I hope the same can’t be applied to the great civic museums in England’s cities.
Dangerfield’s thesis was that in 1906 the Liberal Party in Great Britain seemed at the top of its game. Blessed with a large majority, it was a great reforming government, introducing national insurance, old age pensions and laying the foundations of the welfare state. Yet by 1920 it was a spent force, browbeaten by reaction from the right and usurped from the left by the Trade Unions and the Labour party.
Since 2000, England’s civic museums have prospered on the back of state investment. The Renaissance in the Regions programme and capital investment from the Heritage Lottery Fund (HLF) enabled both redevelopment and capacity building. In particular the Renaissance programme supported both scholarship and inspired a zeal in connecting with new audiences. Today city museum audiences are more numerous and diverse than ever. Virtually every museum in England has refurbished building and galleries, and more of its collections are available on-line.
But the veneer of success is misleading. English civic museums now face similar external disruption to that which challenged the Liberal Party in the 1920s.
During 2010-16 revenue support for many city museums has fallen by over 30%. This has had a palpable effect on scholarship. Curatorial knowledge and experience has declined (the phrase ‘hollowing out’ has been used to describe this). Capacity to engage with new audiences has fallen, outreach has all but disappeared.
But the appearance of success remains. In the last two years four major HLF Heritage Grants of over £8m have gone to major civic museums (including my own).The UK Government’s Comprehensive Spending Review in 2015 protected much of Arts Council England’s funding. Yet, at present, HLF funding is primarily for capital work and Arts Council funding to city museums constitutes a much smaller proportion of museum’s overall turnover than that from local councils.
It is central government cuts to grants to local councils which is the biggest threat to local museums. Many local councils have cut discretionary services to the bone already. Some maintain that by 2018-19 they will be unable to provide any non-statutory services at all. The announcement of Lancashire County Council’s proposal to end funding for five museums to make budget savings, is the tip of the iceberg.
Throughout the last five years ministers in Department for Culture Media and Sport have been unwilling to make the connection between cuts to local government and threats to culture.
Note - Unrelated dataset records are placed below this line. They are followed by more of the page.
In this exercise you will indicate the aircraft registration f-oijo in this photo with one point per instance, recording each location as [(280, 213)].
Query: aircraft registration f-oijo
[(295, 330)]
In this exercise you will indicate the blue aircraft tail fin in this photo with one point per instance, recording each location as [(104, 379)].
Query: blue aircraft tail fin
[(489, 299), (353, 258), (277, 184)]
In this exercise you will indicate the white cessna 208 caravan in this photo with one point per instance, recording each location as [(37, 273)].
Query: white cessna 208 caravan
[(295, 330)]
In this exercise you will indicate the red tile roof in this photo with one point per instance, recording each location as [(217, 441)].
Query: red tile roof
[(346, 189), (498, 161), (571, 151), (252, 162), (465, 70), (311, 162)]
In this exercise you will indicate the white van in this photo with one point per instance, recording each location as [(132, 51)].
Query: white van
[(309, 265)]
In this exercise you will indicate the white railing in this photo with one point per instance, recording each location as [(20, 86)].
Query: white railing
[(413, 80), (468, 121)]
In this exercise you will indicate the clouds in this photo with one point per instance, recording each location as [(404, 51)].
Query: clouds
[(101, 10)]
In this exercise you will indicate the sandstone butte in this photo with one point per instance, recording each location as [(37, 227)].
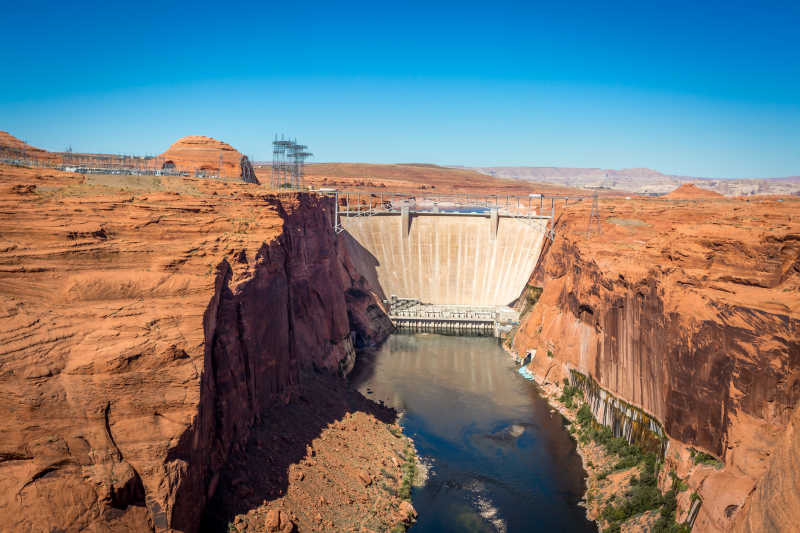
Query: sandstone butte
[(197, 152), (192, 154), (9, 141), (145, 333), (690, 311)]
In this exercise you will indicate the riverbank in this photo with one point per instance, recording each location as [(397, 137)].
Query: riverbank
[(606, 483), (331, 461)]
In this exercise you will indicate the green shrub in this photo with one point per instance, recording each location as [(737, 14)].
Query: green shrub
[(699, 457)]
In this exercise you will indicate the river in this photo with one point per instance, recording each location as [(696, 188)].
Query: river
[(499, 458)]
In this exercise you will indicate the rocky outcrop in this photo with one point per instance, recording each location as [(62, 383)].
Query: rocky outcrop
[(248, 174), (204, 154), (142, 337), (696, 326), (690, 191)]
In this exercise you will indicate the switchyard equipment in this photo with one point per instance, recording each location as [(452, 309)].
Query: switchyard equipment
[(288, 164)]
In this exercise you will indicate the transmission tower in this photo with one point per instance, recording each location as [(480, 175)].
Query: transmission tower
[(594, 216)]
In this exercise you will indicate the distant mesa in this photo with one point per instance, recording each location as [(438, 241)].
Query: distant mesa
[(12, 147), (195, 155), (690, 191)]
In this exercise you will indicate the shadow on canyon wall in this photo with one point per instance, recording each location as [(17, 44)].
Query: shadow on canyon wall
[(260, 471)]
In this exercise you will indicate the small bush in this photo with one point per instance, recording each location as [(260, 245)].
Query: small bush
[(699, 457)]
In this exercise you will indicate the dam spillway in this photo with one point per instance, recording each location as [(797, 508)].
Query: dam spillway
[(477, 259)]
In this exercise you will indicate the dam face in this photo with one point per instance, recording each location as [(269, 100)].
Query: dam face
[(446, 258)]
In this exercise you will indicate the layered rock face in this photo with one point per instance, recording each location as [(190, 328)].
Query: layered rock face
[(143, 335), (197, 152), (690, 312)]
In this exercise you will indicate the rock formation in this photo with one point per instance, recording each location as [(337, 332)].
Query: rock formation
[(689, 191), (689, 312), (11, 146), (205, 154), (143, 336), (248, 174)]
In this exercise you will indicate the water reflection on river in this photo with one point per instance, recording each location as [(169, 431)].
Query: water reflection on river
[(499, 459)]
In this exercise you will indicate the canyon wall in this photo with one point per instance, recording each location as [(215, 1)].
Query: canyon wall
[(144, 334), (446, 259), (688, 311)]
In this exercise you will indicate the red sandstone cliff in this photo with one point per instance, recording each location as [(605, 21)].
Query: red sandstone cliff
[(690, 312), (143, 335), (197, 152)]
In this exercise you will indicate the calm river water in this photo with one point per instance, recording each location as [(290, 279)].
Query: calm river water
[(499, 460)]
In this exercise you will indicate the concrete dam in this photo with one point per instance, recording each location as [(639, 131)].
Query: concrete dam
[(450, 259)]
Moreover, Arts Council England has consistently held a line that they will “support authorities which support culture” This is untenable.
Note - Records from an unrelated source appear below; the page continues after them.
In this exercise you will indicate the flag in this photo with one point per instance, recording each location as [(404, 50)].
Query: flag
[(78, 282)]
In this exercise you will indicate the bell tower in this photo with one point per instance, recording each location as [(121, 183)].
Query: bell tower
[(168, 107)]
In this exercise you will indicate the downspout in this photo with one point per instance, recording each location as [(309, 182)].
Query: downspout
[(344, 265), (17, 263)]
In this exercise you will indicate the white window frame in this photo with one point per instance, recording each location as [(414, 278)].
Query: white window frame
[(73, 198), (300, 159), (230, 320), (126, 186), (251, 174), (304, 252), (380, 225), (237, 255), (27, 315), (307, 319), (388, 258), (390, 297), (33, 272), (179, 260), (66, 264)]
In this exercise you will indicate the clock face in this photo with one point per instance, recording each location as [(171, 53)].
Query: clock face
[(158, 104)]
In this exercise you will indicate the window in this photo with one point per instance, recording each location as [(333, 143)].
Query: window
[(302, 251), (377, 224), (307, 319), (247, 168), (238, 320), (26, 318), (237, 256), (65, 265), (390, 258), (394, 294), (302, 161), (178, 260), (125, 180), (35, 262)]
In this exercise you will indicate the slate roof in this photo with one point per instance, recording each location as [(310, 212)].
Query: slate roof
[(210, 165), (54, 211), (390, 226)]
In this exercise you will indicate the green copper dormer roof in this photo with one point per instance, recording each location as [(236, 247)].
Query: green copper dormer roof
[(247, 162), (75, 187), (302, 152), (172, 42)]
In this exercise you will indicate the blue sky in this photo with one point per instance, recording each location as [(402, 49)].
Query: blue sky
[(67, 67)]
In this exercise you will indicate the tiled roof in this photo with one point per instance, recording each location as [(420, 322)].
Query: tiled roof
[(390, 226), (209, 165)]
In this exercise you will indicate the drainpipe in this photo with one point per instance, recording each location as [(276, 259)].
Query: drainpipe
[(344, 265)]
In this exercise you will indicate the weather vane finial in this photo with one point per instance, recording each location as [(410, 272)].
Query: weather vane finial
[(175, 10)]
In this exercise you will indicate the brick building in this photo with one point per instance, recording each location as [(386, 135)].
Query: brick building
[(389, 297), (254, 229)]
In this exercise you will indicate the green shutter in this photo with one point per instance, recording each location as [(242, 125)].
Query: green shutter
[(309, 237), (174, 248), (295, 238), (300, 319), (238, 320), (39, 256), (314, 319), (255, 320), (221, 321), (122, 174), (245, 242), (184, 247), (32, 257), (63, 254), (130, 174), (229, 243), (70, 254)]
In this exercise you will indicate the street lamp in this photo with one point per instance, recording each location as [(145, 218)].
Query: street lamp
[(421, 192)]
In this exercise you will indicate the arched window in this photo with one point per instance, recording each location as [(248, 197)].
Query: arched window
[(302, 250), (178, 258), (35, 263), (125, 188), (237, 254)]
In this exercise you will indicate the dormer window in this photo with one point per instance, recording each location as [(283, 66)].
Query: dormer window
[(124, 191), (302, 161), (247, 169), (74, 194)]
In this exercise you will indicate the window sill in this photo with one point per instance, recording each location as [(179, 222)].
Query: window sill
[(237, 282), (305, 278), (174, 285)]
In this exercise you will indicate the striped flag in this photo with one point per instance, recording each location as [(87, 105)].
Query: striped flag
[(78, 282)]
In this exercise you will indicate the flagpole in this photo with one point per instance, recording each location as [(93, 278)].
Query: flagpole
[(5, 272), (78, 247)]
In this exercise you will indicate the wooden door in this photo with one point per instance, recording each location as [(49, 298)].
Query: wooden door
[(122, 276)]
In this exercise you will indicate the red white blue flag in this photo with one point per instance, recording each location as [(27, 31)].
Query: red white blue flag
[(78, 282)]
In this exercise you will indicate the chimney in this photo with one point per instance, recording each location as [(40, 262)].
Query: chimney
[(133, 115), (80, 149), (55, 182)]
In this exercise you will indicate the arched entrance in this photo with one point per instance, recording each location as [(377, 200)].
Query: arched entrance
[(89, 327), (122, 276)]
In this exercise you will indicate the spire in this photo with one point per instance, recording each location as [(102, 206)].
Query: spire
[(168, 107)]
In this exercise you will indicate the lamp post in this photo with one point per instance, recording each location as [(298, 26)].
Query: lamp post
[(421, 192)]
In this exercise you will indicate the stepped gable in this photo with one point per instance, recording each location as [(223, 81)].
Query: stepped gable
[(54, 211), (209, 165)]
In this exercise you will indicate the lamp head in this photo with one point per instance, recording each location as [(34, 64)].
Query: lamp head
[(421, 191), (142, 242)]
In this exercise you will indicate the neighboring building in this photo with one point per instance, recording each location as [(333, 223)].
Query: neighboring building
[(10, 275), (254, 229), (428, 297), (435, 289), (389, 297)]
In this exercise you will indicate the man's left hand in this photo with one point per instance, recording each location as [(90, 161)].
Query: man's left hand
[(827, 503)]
The Liberal Party in England declined because it did not embrace the new spirit of radicalism espoused by working movements. Civic museums have consistently been more radical than most. Museums from Newcastle to Bristol and from Liverpool to Birmingham have used their incredible collections of art, social history, archaeology and natural sciences to increase access to learning, promote social justice and tackle the challenges of how we live together in a crowded planet. Liberal England decided to ‘trim to the right’ resisting reform and was ultimately swallowed by the Tory party. It would a huge mistake for our civic museums to retrench to survive – moving to a comfort zone of charging or catering only for existing audiences. They must continue to do the kind of work more commercially driven organisations cannot or will not do.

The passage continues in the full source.